I'm running a fairly hefty gam im mgcv (R version 4.3.1 on linux, ubuntu 22.0), and i've been running across this error. here is what the gam looks like:
model_ndvi <-
gam(list(
# mean predictor
NDVI ~ cutblock +
s(long, lat, bs = 'ds', k = 100, by = cutblock) + #observe trends geographically
s(year, bs = 'cr', k = 7, by = cutblock) + #view trends over time
s(doy, bs = 'cc', k = 8, by = cutblock) + #view yearly trends
s(cb_age, bs = "cr", k = 3) + #view trends by cutblock age
ti(year, doy, bs = 'cc') + #view how yearly trends changed over time
ti(cb_age, year, bs = 'cr'), #see how the cutblock trends changed over time
# variance predictor
~ cutblock +
s(long, lat, bs = 'ds', k = 50, by = cutblock) +
s(year, bs = 'cr', k = 5, by = cutblock) +
s(doy, bs = 'cc', k = 4, by = cutblock)+
s(cb_age, bs = "cr", k = 3) +
ti(year, doy, bs = 'cc') +
ti(cb_age, year, bs = 'cr')),
family = betals(), #beta location scale distribution for the data
data = babyd,
method = 'REML',
knots = list(doy = c(0.5, 366.5)),
control = gam.control(nthreads = 30), trace = TRUE)
i've been running across the error
Error in backsolve(L, forwardsolve(t(L), (D * A)[piv, ]))[ipiv, , drop = FALSE] : incorrect number of dimensions
when trying to run the model. given that my dataset is about 87 GB large, i have been testing the model on a much smaller subset of data (about 90 MB), obtained from the original dataset using the slice
function. from what i have seen, this error has to do with subsetting data that doesn't exist. i was worried that when i extracted a smaller amount of data from the original data set, there wouldn't be enough unique values and that would cause this error, but after inspecting the data by running unique
on each variable i have seen that, as far as i know, there are more than enough unique values in each variable for the model to run.

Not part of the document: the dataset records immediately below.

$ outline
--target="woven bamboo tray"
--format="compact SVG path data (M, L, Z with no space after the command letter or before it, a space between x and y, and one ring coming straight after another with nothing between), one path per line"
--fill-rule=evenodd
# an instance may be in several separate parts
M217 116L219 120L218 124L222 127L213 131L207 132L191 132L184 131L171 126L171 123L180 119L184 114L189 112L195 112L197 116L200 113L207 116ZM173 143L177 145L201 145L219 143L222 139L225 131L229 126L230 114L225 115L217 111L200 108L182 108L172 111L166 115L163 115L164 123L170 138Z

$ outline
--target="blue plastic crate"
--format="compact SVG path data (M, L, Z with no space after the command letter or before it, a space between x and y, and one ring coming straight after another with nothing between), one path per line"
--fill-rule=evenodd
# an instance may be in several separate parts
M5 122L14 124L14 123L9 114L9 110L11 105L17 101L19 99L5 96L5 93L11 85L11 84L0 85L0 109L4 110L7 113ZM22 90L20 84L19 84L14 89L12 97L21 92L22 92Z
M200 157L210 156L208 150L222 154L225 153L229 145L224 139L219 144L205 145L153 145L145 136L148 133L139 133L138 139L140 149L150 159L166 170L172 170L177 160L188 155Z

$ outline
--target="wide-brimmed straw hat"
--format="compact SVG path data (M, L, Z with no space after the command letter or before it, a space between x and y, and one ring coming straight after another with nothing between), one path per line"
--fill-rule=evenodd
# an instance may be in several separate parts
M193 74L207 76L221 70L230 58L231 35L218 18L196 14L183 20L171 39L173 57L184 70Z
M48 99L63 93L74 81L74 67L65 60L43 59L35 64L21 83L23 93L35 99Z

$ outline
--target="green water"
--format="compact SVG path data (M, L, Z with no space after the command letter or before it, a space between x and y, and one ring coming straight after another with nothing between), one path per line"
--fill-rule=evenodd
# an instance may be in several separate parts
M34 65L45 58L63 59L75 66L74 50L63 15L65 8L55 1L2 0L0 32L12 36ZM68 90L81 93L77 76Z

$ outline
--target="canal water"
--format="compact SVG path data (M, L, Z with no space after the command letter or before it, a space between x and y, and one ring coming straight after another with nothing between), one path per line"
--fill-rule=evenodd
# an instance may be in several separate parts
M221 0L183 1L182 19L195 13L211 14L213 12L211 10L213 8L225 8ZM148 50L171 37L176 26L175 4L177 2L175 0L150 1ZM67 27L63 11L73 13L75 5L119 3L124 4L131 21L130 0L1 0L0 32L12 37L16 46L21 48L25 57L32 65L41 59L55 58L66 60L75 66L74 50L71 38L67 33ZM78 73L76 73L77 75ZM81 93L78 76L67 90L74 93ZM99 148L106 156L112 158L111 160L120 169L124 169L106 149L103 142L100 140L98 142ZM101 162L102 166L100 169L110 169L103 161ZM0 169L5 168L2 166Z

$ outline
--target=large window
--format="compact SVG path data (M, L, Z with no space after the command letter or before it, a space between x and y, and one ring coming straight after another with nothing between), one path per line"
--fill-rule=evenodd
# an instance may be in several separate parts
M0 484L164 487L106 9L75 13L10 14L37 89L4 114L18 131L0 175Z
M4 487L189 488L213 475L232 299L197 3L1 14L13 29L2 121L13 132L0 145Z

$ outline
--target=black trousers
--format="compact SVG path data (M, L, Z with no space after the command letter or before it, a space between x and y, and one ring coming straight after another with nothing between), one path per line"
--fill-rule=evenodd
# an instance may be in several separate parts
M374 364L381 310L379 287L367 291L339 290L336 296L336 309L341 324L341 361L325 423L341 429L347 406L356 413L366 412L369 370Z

here is a snippet of what the data looks like (using head
):
long lat NDVI cutblock harvestyr date dec_date year doy cb_age
1 -127.2368 51.60493 -0.0275 FALSE NA 2000-02-18 2000.131 2000 49 NA
2 -127.2368 51.60712 -0.0053 FALSE NA 2000-02-18 2000.131 2000 49 NA
3 -127.2368 51.60932 0.1173 FALSE NA 2000-02-18 2000.131 2000 49 NA
4 -127.2368 51.61151 0.2855 FALSE NA 2000-02-18 2000.131 2000 49 NA
5 -127.2368 51.61371 0.2417 FALSE NA 2000-02-18 2000.131 2000 49 NA
6 -127.2368 51.61591 0.4240 FALSE NA 2000-02-18 2000.131 2000 49 NA
and here is what it looks like when i run str
on the data:
'data.frame': 1474926 obs. of 10 variables:
$ long : num -127 -127 -127 -127 -127 ...
$ lat : num 51.6 54 53.4 52.9 52.1 ...
$ NDVI : num -0.0275 0.4184 -0.0103 -0.0292 0.5711 ...
$ cutblock : Factor w/ 2 levels "FALSE","TRUE": 1 1 1 1 1 1 1 1 1 1 ...
$ harvestyr: num NA NA NA NA NA NA NA NA NA NA ...
$ date : Date, format: "2000-02-18" "2000-02-18" "2000-02-18" "2000-02-18" ...
$ dec_date : num 2000 2000 2000 2000 2000 ...
$ year : int 2000 2000 2000 2000 2000 2000 2000 2000 2000 2000 ...
$ doy : int 49 49 49 49 49 49 49 49 49 49 ...
$ cb_age : int NA NA NA NA NA NA NA NA NA NA ...
for a bit more context about the model in case anyone needs more information - i'm looking at ndvi trends over the past 20 or so years within and outside of clearcut areas in forests (called cutblocks in the data) and trying to determine at what point these clearcut areas recover back to full productivity, taking into account the changes in both mean and variance. the betals
function is a beta location scale distribution function, written for this project by simon wood (author of mgcv
).
i've tried looking at the structure of the data to see if that is the issue, but all information online is very simple in relation to what i am trying to do. i'm wondering if anyone has come across this error before in mgcv! any help is appreciated :))
the solution to this ended up being quite simple: the location scale family wasn't automatically selecting the minimum possible number of knots for one of the terms. while i specified k = 3
, the minimum was 5, so changing it fixed the error.
this seems to be an issue for other location scale distribution families in mgcv as well - we tested the model using gaulss
and had the same error, but changing the knots fixed it.